Twitter, ou le retour de la dénonciation et de la pudibonderie

Nul ne sait si la déclaration peu flatteuse de Tim Hunt sur les femmes relevait du trait d’humour ou de la misogynie pure et dure, mais les milliers d’internautes qui s’en sont emparés ne se sont pas posé la question.

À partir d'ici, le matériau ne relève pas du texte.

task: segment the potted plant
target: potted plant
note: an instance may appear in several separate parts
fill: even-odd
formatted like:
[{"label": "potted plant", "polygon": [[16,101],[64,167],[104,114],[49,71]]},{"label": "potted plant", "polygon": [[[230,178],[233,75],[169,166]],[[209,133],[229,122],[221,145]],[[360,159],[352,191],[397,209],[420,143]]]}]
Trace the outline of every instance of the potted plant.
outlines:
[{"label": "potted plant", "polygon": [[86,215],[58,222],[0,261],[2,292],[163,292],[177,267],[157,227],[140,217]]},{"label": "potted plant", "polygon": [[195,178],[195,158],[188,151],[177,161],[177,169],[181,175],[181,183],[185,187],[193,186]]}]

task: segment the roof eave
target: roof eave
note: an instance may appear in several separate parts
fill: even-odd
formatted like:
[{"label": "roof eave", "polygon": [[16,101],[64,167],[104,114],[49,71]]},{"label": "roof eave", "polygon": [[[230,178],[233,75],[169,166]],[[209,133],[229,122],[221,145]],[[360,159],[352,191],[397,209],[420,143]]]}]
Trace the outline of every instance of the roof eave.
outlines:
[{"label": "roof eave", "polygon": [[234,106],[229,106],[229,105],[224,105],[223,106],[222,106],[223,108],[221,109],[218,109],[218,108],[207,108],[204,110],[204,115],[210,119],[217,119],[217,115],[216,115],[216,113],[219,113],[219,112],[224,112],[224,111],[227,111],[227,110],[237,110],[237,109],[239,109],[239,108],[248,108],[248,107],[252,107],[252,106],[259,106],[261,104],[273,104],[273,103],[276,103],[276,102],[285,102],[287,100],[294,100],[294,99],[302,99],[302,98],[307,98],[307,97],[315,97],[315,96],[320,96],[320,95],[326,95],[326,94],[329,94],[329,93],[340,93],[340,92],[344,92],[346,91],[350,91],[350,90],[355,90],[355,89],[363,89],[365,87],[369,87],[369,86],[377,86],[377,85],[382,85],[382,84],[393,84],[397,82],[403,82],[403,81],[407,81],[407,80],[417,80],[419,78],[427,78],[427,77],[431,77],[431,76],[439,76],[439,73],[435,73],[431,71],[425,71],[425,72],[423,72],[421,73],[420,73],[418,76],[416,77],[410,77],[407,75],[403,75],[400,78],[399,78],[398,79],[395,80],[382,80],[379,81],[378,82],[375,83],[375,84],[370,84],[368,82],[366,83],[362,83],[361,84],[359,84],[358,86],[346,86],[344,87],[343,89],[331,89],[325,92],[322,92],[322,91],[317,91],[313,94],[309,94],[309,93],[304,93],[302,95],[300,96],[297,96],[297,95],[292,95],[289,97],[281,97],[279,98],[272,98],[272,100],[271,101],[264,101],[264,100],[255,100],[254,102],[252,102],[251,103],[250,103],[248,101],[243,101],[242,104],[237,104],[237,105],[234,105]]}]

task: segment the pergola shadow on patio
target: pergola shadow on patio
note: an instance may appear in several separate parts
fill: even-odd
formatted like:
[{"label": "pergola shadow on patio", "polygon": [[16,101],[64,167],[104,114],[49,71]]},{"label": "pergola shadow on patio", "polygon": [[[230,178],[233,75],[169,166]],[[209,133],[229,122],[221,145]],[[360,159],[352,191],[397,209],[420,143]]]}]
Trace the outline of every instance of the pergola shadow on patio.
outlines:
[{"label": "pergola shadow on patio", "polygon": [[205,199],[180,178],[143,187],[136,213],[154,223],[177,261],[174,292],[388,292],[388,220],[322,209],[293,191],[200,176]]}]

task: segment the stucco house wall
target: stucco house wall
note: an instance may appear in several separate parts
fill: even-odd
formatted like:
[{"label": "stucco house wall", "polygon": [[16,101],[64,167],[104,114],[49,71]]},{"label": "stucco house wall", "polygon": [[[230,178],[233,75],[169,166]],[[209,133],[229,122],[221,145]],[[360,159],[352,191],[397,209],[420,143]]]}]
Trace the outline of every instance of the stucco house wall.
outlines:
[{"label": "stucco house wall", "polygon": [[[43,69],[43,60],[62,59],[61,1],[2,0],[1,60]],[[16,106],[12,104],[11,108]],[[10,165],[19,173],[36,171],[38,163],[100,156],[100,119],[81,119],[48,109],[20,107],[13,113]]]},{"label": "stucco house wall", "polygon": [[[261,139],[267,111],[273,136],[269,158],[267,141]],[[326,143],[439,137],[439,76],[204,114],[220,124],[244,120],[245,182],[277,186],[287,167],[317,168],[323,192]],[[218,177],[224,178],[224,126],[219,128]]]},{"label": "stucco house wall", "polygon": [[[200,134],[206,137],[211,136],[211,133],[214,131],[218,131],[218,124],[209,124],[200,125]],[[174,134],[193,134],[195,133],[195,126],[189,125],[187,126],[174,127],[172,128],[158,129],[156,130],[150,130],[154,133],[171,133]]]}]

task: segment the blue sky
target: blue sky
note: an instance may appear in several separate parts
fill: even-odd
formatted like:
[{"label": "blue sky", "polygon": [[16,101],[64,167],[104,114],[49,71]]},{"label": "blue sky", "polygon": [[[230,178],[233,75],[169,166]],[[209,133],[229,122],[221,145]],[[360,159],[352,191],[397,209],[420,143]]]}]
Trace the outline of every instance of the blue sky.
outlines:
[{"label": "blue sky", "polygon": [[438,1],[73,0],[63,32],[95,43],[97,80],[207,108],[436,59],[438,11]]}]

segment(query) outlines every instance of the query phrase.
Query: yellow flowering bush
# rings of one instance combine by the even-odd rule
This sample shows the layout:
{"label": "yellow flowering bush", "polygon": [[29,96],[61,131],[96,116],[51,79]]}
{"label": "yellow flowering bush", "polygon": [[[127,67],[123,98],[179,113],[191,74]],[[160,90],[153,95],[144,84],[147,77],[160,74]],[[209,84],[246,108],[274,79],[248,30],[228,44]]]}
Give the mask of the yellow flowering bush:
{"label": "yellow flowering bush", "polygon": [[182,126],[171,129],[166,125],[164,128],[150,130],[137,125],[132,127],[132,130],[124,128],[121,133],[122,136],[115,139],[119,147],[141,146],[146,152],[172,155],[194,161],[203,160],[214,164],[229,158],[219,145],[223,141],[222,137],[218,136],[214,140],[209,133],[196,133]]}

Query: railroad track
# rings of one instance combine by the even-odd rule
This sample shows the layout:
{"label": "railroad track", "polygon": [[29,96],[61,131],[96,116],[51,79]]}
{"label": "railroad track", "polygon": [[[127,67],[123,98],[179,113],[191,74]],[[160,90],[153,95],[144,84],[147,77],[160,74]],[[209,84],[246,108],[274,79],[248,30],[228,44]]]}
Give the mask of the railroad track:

A peine relayée sur Twitter, la phrase s’est propagée à la vitesse du web pour livrer le scientifique à la vindicte populaire.

Propagation rapide

"C’est un problème", estime Thierry De Smedt, professeur à l’école de communication de l’UCL et spécialiste des réseaux sociaux.

"Voilà un conférencier qui a émis une opinion, commis une maladresse ou lâché une blague pour créer une certaine connivence avec son auditoire, et le sens de cet énoncé ne peut se comprendre que dans le cadre de son intervention. Mais une personne s’en est emparée pour le transférer sur la place publique."

Cyber-lynchage

Dans un monde qui accorde tant d’importance à l’image, voilà qui ressemble fort à une délation. "U n dérapage majeur dans une société marquée par le retour d’une certaine pudibonderie, où ceux qui parviennent à prouver que les autres ont dérapé leur tiennent la dragée haute."

Une sorte de voyeurisme, exacerbé par des réseaux sociaux encore mal utilisés. "Le problème relève moins de Twitter ou de Facebook que de l’attitude de leurs utilisateurs", insiste Thierry De Smedt. "Nous nous comportons un peu comme des enfants de quatre ans qui jouent les censeurs parce que personne ne nous en empêche. N’importe qui peut décider de mettre le feu à un événement et de déclencher un cyber-lynchage uniquement parce qu’il le peut."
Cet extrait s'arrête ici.